Ewald Schmidt
'You have heard that it was said, ‘Eye for eye, and tooth for tooth.’ But I tell you, do not resist an evil person. If anyone slaps you on the right cheek, turn to them the other cheek also. Matthew 5:38-39, NIV
In a perfect world, no person would be hurting another person and everyone would have been putting their neighbour first. But this perfect world does not exist since the fall of man. In our world, greed and self-centredness have taken over. When I keep on demanding to be the king on the throne of my heart, other people get hurt. Every one of us has experienced the pain caused by other people’s actions. Our normal reaction would be to try and restore the balance; we want to hit back and return the pain to the one who caused it. However, this spiral of actions leading to reactions is always multiplying, it is destroying our world.
Jesus quotes a passage that is found in three places in the Old Testament – in Exodus 21:24, Leviticus 24:20 and Deuteronomy 19:21. The original intention of these verses was to put a cap on retribution when you were offended. Humankind has always been inclined to use violence as a payback when we suffer at the hands of another. Violence begets violence, it usually escalates beyond any control. The purpose of these verses was to curb an excessive reaction, to limit retribution to equal measure, not exceeding the offense committed against you. However, George Perry Graham said that an eye for an eye makes the whole world blind.
Jesus brings an alternative to the table when quoting the Old Testament, when he again says “but I tell you …”. The principles of the kingdom of God are so different from the principles of this world. Jesus came to bear all the hate and violence of this world on himself, and he did not hit back. He has blessed where others have cursed. He came to save this world. He came to bring God’s mercy as an alternative to the revenge that we seek. He gave his life for us. This is what he also asks of us as his disciples. He asks of us to absorb the injustices and to leave the revenge in God’s hands. He asks of us to turn the other cheek when someone hits us.

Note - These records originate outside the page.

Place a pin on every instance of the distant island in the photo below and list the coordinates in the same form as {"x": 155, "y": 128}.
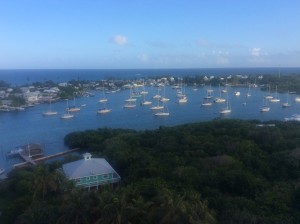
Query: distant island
{"x": 20, "y": 97}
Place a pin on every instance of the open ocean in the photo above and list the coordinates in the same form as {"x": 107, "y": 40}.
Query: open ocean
{"x": 22, "y": 127}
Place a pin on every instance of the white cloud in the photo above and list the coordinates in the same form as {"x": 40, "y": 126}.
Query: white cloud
{"x": 256, "y": 51}
{"x": 119, "y": 39}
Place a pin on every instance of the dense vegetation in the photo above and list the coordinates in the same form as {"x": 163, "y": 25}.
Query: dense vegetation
{"x": 224, "y": 171}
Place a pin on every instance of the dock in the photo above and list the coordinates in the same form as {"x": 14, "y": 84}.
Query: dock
{"x": 30, "y": 161}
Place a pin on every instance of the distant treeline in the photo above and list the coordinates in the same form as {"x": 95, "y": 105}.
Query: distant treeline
{"x": 223, "y": 171}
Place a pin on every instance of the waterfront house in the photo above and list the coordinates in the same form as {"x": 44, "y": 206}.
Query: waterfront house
{"x": 90, "y": 172}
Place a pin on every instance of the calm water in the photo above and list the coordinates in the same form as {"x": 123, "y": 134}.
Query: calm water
{"x": 19, "y": 128}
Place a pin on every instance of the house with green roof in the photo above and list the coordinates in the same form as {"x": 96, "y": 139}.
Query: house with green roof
{"x": 90, "y": 172}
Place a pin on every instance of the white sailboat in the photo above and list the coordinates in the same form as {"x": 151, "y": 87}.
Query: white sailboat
{"x": 163, "y": 113}
{"x": 2, "y": 170}
{"x": 73, "y": 108}
{"x": 265, "y": 107}
{"x": 103, "y": 99}
{"x": 67, "y": 115}
{"x": 287, "y": 103}
{"x": 227, "y": 109}
{"x": 248, "y": 94}
{"x": 269, "y": 96}
{"x": 157, "y": 107}
{"x": 208, "y": 93}
{"x": 219, "y": 99}
{"x": 145, "y": 102}
{"x": 104, "y": 111}
{"x": 206, "y": 103}
{"x": 164, "y": 98}
{"x": 275, "y": 99}
{"x": 50, "y": 112}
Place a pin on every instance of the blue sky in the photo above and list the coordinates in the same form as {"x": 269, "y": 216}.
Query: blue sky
{"x": 103, "y": 34}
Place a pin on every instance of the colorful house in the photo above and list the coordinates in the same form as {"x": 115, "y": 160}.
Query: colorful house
{"x": 90, "y": 172}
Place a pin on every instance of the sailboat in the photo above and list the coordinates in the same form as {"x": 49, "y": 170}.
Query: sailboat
{"x": 145, "y": 102}
{"x": 164, "y": 112}
{"x": 157, "y": 107}
{"x": 287, "y": 103}
{"x": 265, "y": 107}
{"x": 50, "y": 112}
{"x": 67, "y": 115}
{"x": 103, "y": 99}
{"x": 73, "y": 108}
{"x": 130, "y": 102}
{"x": 225, "y": 90}
{"x": 2, "y": 170}
{"x": 248, "y": 94}
{"x": 227, "y": 109}
{"x": 208, "y": 93}
{"x": 269, "y": 96}
{"x": 143, "y": 92}
{"x": 219, "y": 99}
{"x": 104, "y": 111}
{"x": 164, "y": 98}
{"x": 275, "y": 99}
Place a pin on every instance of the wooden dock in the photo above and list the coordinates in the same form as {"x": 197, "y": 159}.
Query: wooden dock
{"x": 30, "y": 161}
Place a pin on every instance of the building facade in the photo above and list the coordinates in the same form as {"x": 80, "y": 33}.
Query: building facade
{"x": 90, "y": 172}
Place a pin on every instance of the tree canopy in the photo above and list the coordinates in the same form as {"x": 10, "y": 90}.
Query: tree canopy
{"x": 223, "y": 171}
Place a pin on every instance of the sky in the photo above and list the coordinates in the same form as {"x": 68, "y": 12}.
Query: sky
{"x": 116, "y": 34}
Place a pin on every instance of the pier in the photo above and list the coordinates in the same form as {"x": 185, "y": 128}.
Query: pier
{"x": 30, "y": 161}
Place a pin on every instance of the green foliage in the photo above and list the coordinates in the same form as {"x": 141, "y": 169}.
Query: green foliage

I know from personal experience that this is extremely hard to obey. I have lost two family members to murder in South Africa. The old person in me wants to react with violence, taking justice into my own hands. I want to sort out the perpetrators myself! But Jesus asks of me to leave the revenge and punishment in the hands of God. When I carry feelings of hatred towards another, I become the first victim of that anger. My own peace and joy disappear, and hatred consumes every good feeling I could have had. However, there are so many testimonies of what could happen when we choose against hatred, to love our enemies and bless those that hurt us. The love of God becomes visible and lives can change by God’s mercy for good.
Prayer: Lord Jesus, this command is so difficult to obey! It is so hard to forgive those that have hurt me in the past. Teach me how to forgive, like you have forgiven me. Show me your ways, where love conquers the attempts of evil to ruin my life. Fill me with the power of your Spirit, strengthen me to be an example of your mercy. Amen.